Mutasi Selesaikan Permasalahan Sekretaris Daerah Kabupaten/Kota

SURABAYA,   Gubernur Jawa Timur selaku wakil pemerintah pusat membuat kebijakan dan berinisiatif melakukan mutasi/rotasi (change) antara sekretaris daerah kabupaten/kota dengan Pejabat Pimpinan Tinggi Pratama Provinsi Jawa Timur untuk mengatasi permasalahan sekda kabupaten/kota.

"Mutasi dilakukan melalui Job Fit atau rekam jejak jabatan yang harus memperhatikan kesamaan tipe/grade daerah kabupaten/kota," cetus Sekretaris Daerah Provinsi Jawa Timur Dr. H. Akhmad Sukardi, MM saat membuka Rapat Koordinasi Kepegawaian se Jawa Timur, di Hotel Singgasana Surabaya, Selasa(23/5) malam.

Permasalahan timbul dikarenakan perubahan kepemimpinan bupati/walikota sehingga tidak adanya kesepahaman atau adanya kepentingan politis antara bupati/walikota baru dengan sekda kabupaten /kota yang pada akhirnya sekretaris daerah kabupaten/kota dinonjobkan menjadi staf.

Job Fit dilaksanakan Pemprov. Jatim berdasarkan UU Nomor 5 Tahun 2014 tentang ASN, UU Nomor 23 Tahun 2014 tentang Pemerintahan Daerah, PP. Nomor 11 Tahun 2017 tentang Manajemen PNS dan Surat Menteri PAN-RB tanggal 18 Agustus 2016 Nomor B/2849/M.PANRB/08/2016.

Sukardi sangat mengharapkan Rakor Kepegawaian itu membahas dan dapat merumuskan mekanisme pelaksanaan mutasi/rotasi antar sekda kab/kota dengan Pejabat Pimpinan Tinggi Pratama Provinsi. Ditekankan pula agar semua kabupaten/kota memiliki komitmen yang sama dalam menyelesaikan permasalahan.

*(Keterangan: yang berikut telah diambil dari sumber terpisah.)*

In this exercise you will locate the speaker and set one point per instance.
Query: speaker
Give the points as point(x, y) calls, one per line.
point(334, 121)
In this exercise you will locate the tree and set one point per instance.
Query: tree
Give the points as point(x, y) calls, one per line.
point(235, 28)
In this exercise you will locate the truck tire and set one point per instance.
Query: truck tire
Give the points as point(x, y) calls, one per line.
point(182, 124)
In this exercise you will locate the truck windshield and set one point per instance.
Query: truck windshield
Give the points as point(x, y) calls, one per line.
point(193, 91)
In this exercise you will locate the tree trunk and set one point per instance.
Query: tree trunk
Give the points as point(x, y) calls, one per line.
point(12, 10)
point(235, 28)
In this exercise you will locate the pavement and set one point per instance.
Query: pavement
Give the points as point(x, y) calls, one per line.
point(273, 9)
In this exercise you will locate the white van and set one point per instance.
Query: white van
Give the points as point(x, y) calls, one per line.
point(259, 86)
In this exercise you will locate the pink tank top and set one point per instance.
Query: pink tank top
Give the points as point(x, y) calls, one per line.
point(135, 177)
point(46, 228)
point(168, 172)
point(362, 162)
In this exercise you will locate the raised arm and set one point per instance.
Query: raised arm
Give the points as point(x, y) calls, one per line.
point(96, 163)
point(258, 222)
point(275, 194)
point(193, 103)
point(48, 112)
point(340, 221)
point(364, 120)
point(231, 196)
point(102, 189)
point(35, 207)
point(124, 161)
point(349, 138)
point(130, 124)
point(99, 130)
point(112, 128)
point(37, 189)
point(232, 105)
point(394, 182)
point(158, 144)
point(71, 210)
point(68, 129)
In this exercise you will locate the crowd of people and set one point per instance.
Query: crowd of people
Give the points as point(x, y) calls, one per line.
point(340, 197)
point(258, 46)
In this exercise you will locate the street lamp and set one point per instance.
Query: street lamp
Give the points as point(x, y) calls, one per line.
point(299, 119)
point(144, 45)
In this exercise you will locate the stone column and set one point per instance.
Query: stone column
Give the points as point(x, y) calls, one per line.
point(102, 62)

Apabila sistem manajemen karir sudah terbangun dan talent pool JPT Pratama (sekelompok JPT Pratama yang mempunyai superior talenta sebagai panutan karyawan lainnya) sudah terbentuk baik di pemprov. maupun kabupaten/kota, maka pemprov akan mengeluarkan produk hukum peraturan/ keputusan gubernur yang mengatur tentang pelaksanaan mutasi/rotasi antar sekda kab/kota dengan Pejabat Pimpinan Tinggi Pratama Provinsi dan akan menjadi payung hukum dalam pelaksanaan mutasi/rotasi tersebut.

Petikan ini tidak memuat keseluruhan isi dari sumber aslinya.